La hausse du numerus clausus jusqu'à 8.000 en 2011 n'empêchera pas le nombre de médecins de chuter dans les dix prochaines années. Une étude intitulée "La démographie médicale à l'horizon 2030" publiée par la Direction de la recherche, des études, de l'évaluation et des statistiques (DREES) indique de nouvelles projections nationales et régionales. La DREES y établit un scénario tendanciel en supposant un maintien des choix individuels des médecins à long terme.
La démographie médicale à l’horizon 2030 : de nouvelles projections nationales et régionales
Au 1er janvier 2007, la France comptait 208 000 médecins actifs. Il s’agit là d’un maximum historique, que l’on considère les effectifs ou la densité de praticiens en activité par habitant. Selon les nouvelles projections de la DREES, leur nombre devrait baisser de près de 10 % au cours des dix prochaines années. Au-delà, l’évolution de la démographie médicale dépendra largement des décisions publiques prises aujourd’hui et de l’évolution des choix individuels des jeunes médecins. Les projections permettent d’éclairer les conséquences à long terme des choix faits aujourd’hui en matière de démographie médicale. Ceux-ci n’apparaissent que lentement compte tenu de la durée de formation et du temps nécessaire au renouvellement des générations.
Un scénario de référence, dit tendanciel, a été réalisé supposant un maintien des choix individuels des médecins à long terme. Dans ce scénario, malgré un fort relèvement du numerus clausus jusqu’à 8 000 en 2011, le nombre de médecins en activité ne retrouverait son niveau actuel qu’en 2030. La baisse des effectifs serait moins marquée pour les généralistes que pour les spécialistes, mais les évolutions seraient très contrastées d’une spécialité à l’autre.
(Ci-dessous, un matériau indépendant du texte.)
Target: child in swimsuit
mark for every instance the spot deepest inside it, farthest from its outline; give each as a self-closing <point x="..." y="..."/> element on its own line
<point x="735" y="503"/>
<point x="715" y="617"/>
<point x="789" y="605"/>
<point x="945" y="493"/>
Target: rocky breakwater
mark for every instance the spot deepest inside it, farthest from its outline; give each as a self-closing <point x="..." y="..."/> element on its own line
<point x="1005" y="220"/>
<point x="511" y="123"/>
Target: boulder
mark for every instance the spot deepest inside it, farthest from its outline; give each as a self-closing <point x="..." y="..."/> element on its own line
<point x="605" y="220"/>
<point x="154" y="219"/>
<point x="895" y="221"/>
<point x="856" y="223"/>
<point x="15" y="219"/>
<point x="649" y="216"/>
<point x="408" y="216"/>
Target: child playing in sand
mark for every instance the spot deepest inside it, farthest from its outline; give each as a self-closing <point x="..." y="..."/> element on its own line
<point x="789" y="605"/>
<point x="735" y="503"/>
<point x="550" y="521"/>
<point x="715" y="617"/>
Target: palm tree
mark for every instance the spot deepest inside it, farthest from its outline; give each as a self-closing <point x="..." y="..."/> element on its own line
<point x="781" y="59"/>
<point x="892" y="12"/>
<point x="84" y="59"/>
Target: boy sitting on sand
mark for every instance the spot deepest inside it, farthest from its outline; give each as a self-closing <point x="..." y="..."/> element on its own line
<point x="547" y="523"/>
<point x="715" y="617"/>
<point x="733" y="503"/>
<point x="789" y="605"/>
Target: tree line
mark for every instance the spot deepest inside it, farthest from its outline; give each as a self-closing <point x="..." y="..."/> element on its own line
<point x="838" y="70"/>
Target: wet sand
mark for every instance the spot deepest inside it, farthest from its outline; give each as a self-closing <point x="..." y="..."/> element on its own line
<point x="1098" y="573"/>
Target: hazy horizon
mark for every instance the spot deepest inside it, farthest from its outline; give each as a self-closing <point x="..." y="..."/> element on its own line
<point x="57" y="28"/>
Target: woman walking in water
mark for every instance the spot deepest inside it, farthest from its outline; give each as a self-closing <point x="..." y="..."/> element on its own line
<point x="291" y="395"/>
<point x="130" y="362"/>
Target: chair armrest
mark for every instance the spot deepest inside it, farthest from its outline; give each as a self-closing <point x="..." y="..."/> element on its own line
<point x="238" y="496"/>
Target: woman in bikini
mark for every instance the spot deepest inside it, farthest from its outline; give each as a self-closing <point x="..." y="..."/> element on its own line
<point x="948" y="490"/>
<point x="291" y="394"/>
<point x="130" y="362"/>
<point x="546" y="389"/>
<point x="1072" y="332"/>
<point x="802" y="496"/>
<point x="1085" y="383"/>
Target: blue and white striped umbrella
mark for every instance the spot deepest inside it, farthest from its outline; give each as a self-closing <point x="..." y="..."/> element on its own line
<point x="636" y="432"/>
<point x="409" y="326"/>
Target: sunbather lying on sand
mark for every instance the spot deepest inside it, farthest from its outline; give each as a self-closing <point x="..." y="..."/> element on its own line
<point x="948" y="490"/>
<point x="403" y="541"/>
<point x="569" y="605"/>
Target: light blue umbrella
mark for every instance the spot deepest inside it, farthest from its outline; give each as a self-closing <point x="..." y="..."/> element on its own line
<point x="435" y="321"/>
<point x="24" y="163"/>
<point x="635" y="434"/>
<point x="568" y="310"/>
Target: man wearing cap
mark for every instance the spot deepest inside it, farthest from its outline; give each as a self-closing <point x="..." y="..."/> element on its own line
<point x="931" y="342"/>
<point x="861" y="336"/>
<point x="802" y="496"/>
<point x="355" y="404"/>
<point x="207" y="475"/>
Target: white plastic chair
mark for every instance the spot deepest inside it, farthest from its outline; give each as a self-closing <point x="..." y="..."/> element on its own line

Trois autres scénarios permettent d’apprécier l’impact de mesures d’ajustement alternatives : la réduction du numerus clausus à 7 000, l’augmentation rapide de la part des postes ouverts en médecine générale aux épreuves classantes nationales (ECN) jusqu’à 60 %, et une répartition régionale des postes ouverts aux ECN favorable aux régions actuellement sous-dotées.